Savers, How to Beat Inflation
Personal_Finance / Savings Accounts Oct 18, 2011 - 08:17 AM GMTInflation figures released today show the Consumer Prices Index (CPI) rose from 4.5% to 5.2% during September.
To beat inflation, a basic rate taxpayer at 20% needs to find a savings account paying 6.5%, while a higher rate taxpayer at 40% needs to find an account paying at least 8.67%.
Taxpayers have a choice of just five inflation-tracking accounts whilst there are no regular accounts that beat inflation in today’s market.
The effect of inflation on savings means that £10,000 invested five years ago, allowing for average interest and tax at 20%, would have the spending power of just £9,309 today.
Sylvia Waycot, spokesperson for Moneyfacts.co.uk, said:
“Inflation continues to spiral upwards whilst savers interest remains in the doldrums.
“Today’s news offers absolutely no hope for anyone relying on savings interest to help pay for rising food and fuel bills.
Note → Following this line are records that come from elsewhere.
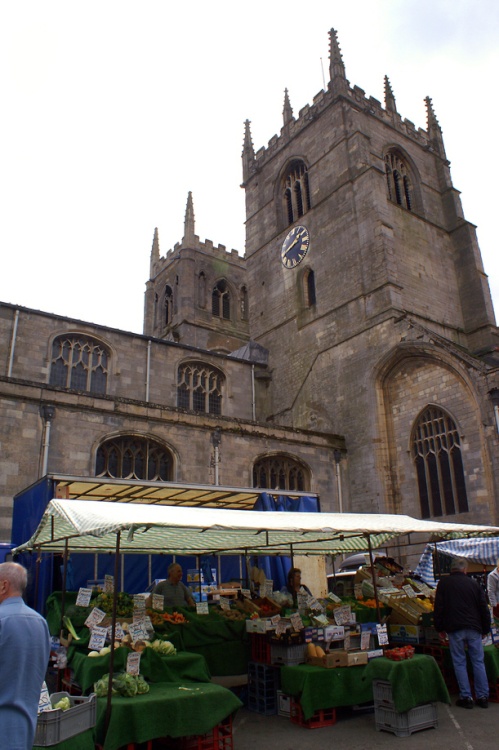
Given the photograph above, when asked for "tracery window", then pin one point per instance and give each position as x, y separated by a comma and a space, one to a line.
280, 472
296, 191
309, 288
243, 301
80, 363
220, 300
168, 302
439, 464
199, 388
132, 457
398, 181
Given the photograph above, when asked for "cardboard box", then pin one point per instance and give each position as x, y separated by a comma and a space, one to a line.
339, 658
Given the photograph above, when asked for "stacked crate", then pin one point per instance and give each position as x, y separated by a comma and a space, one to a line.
401, 724
263, 683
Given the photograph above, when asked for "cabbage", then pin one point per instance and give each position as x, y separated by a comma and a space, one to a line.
165, 648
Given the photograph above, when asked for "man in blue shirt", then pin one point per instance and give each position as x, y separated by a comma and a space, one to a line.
25, 650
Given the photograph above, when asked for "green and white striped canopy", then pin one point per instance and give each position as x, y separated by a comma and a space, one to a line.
93, 526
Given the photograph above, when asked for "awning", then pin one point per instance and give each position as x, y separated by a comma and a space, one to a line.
92, 526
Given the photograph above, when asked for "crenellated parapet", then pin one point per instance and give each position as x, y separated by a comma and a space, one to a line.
339, 88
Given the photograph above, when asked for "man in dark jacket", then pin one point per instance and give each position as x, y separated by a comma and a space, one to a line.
461, 611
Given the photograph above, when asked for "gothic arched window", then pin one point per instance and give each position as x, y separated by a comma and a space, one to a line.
280, 473
309, 288
199, 388
79, 362
220, 300
168, 301
243, 301
132, 457
296, 191
439, 464
398, 180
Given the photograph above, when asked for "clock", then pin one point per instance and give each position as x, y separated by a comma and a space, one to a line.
295, 246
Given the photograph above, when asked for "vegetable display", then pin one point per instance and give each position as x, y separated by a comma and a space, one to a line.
123, 684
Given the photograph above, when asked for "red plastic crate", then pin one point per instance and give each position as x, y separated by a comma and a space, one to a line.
324, 717
220, 738
260, 648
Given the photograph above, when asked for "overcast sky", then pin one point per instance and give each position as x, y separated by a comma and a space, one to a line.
111, 111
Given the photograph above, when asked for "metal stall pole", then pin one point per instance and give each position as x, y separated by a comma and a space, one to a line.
113, 633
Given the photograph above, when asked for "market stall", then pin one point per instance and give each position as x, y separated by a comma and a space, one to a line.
101, 527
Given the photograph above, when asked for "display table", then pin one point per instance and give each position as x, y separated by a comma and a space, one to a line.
223, 643
154, 667
414, 682
82, 741
168, 710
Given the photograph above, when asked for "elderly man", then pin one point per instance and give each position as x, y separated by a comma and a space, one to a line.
461, 611
175, 593
25, 649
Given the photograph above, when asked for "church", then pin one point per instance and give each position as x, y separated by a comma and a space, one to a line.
351, 352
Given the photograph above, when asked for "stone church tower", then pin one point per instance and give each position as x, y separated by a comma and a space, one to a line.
366, 287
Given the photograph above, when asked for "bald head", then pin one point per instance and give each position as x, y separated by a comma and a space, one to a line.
13, 580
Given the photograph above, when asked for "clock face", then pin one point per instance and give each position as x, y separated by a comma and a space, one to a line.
295, 246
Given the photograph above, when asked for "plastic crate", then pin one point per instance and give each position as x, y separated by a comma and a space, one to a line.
382, 691
260, 648
289, 656
404, 724
220, 738
55, 725
324, 717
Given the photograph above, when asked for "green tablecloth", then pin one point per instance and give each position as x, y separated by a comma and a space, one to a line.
414, 681
223, 643
155, 668
168, 710
82, 741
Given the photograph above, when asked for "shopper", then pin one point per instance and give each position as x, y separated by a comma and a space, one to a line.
175, 593
493, 591
461, 611
25, 650
294, 585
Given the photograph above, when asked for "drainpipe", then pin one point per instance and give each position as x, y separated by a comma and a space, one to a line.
337, 458
253, 405
13, 344
148, 370
47, 413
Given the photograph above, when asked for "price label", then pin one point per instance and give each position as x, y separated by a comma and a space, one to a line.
409, 591
342, 615
267, 588
83, 597
281, 626
333, 598
202, 608
119, 633
133, 662
158, 602
365, 640
97, 638
137, 630
95, 616
296, 622
382, 634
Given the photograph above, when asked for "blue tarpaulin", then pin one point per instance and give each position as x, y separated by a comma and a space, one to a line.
483, 551
276, 568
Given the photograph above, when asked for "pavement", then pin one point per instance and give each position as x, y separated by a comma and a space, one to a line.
458, 729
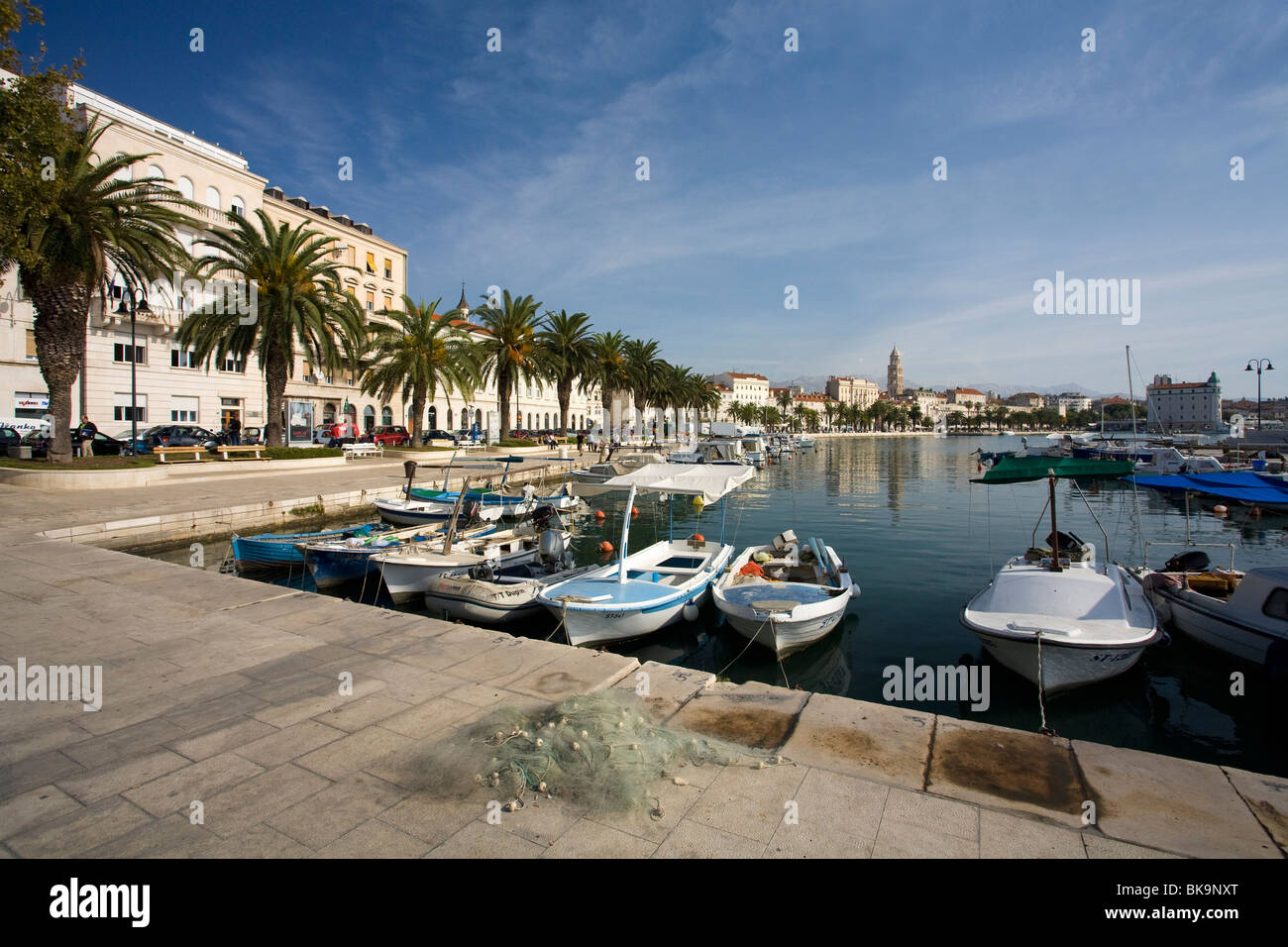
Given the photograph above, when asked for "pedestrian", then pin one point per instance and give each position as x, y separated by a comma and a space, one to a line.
85, 432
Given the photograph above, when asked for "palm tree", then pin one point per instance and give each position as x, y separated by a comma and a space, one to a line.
510, 348
419, 352
568, 350
642, 367
101, 222
610, 369
301, 305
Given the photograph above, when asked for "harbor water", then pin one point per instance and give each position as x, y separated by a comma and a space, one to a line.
919, 539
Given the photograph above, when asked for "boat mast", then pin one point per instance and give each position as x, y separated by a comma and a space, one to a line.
1055, 534
456, 512
626, 534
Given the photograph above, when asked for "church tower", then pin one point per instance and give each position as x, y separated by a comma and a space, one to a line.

“The rate of inflation means hundreds of thousands of savers need accounts paying an unattainable 6.5% before they earn a real rate of return on their money.
“Anything less means they will fall into ‘the eroding spending power trap’ which has already wiped almost £700 off the spending power of £10,000 in just five years.
“Over the last year the number of savings accounts that beat inflation for basic rate taxpayers has dropped from 31 to a miserable five today, two of which are structured products that may not appeal to risk adverse savers.”